The global aviation industry and countries around the world are finding more common ground to set goals to battle long-term climate change, the head of the International Air Transport Association said Saturday.
Late Friday, the International Civil Aviation Organization, a body representing nearly 200 countries on aviation issues, for the first time issued a declaration with targets for cutting the amount of harmful emissions that the aviation industry puts into the air.
In a conference call from Montreal, IATA Chief Executive Giovanni Bisignani said the results were better than he had expected when the diverse group began its meeting Thursday, although there is still a gap in the goals of industry and governments.
The civil-aviation organization said Friday that it wants the aviation industry to achieve annual average aircraft fuel efficiency of 2% per year to 2020, with an "aspirational goal" of an additional 2% annual improvement through 2050.
In 2007, IATA had announced its current goal for 1.5% fuel-efficiency improvement to 2020, with carbon-neutral growth after that, leading to a 50% net reduction in carbon emissions by 2050, as compared to 2005 emissions.
There is nothing aspirational about the plan by IATA, Mr. Bisignani said. All industry players -- including the airline members of IATA, aircraft manufacturers, airports and navigation organizations -- have agreed that the technology exists now to meet the stated targets.
Mr. Bisignani said the aviation industry is unique among businesses because it has set tough global climate-change standards for itself ahead of government decisions. He plans to meet Monday with United Nations Secretary-General Ban Ki-moon to press the IATA agenda. "Our industry can be a role model for other industries to follow," he said.
Mr. Bisignani said the declaration by the civil-aviation group will help form a framework for discussions at the U.N.'s meeting on climate control in Copenhagen in December.

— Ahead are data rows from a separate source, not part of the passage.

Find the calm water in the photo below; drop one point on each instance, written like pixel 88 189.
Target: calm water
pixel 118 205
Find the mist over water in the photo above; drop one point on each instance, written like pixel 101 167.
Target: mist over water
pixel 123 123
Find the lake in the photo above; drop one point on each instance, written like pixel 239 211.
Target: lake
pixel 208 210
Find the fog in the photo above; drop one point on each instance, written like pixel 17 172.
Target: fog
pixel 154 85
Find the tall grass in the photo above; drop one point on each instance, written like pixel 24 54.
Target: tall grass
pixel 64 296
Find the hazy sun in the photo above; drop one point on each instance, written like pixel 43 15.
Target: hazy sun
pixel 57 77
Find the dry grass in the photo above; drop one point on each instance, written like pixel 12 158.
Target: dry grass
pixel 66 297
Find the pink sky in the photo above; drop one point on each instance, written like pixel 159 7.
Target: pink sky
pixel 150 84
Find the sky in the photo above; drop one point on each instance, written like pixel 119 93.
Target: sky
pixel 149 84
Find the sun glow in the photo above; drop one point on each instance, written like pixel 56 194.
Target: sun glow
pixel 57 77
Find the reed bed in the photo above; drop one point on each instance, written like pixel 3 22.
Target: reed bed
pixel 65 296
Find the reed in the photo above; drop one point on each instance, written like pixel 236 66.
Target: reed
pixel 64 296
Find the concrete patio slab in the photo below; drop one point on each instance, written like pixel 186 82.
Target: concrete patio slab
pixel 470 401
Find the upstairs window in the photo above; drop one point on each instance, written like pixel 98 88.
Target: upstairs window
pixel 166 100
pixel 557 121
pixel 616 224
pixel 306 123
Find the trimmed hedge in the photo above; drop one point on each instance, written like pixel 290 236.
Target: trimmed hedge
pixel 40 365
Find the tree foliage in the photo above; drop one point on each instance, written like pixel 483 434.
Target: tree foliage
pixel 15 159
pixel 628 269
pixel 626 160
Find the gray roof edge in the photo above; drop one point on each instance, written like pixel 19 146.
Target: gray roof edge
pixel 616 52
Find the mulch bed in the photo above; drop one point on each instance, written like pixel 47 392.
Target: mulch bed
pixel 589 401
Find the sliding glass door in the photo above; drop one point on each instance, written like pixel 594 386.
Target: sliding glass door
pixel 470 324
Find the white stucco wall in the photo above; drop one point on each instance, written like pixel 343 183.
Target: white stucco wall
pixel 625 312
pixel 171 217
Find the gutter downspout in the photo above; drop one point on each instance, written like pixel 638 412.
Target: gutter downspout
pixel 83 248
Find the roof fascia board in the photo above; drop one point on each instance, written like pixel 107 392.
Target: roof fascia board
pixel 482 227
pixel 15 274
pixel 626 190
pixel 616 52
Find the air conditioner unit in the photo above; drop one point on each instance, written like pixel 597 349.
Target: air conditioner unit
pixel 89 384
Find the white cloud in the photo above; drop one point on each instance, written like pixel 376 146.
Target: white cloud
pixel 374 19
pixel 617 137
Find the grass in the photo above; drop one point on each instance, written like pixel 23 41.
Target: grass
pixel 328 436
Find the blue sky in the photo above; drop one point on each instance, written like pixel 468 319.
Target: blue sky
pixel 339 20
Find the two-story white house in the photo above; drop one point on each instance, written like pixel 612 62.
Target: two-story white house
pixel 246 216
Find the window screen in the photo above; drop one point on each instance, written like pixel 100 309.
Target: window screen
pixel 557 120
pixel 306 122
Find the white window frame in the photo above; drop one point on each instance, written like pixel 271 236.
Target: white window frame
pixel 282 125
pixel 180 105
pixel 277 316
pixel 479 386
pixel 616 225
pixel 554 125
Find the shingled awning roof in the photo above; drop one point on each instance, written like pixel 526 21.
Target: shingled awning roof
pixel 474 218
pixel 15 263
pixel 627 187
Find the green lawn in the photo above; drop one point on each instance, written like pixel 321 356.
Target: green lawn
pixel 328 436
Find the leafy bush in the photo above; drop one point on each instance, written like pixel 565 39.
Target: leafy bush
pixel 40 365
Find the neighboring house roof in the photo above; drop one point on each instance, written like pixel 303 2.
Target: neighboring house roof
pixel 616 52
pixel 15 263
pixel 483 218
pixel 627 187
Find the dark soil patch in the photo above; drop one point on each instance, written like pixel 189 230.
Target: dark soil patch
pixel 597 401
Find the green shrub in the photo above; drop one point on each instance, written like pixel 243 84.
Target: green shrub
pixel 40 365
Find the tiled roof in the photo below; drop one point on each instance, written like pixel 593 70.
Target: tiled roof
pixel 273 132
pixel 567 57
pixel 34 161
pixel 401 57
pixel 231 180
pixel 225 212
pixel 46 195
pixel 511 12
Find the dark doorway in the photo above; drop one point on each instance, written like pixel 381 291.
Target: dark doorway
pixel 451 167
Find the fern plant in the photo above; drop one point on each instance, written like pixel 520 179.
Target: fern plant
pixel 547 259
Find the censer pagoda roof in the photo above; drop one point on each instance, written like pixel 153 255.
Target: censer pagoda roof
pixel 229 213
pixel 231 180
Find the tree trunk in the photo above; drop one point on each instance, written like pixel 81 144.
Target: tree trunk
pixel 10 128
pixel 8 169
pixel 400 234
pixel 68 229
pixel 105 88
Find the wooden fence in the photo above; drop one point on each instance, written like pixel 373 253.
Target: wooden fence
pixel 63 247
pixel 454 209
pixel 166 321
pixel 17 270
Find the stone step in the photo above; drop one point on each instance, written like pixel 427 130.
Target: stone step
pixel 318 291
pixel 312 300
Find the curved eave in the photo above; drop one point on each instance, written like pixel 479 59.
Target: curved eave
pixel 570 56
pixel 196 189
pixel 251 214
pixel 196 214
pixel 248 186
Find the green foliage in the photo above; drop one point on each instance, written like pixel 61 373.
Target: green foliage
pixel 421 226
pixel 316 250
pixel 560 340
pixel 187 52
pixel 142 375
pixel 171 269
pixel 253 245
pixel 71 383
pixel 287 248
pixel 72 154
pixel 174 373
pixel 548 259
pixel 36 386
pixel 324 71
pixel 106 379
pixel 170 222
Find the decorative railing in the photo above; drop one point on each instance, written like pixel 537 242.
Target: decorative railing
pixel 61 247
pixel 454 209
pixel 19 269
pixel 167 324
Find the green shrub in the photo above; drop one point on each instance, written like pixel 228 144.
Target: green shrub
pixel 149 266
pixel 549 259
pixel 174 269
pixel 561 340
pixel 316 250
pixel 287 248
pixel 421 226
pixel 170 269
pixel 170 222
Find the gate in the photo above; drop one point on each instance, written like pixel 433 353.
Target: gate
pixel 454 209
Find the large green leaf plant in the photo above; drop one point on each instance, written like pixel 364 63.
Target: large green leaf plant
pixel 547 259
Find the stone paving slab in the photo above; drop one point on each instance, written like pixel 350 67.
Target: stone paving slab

Governments world-wide can help make greater cuts in emissions by encouraging development of biofuels and updating air traffic systems, he said. There is proven technology for biofuels that produce less harmful emissions and save energy resources. So far, however, there haven't been any government incentives to spur production.
Global standards for emissions reduction are difficult for countries to agree on. Mr. Bisignani said it is important to give countries enough time to meet their goals.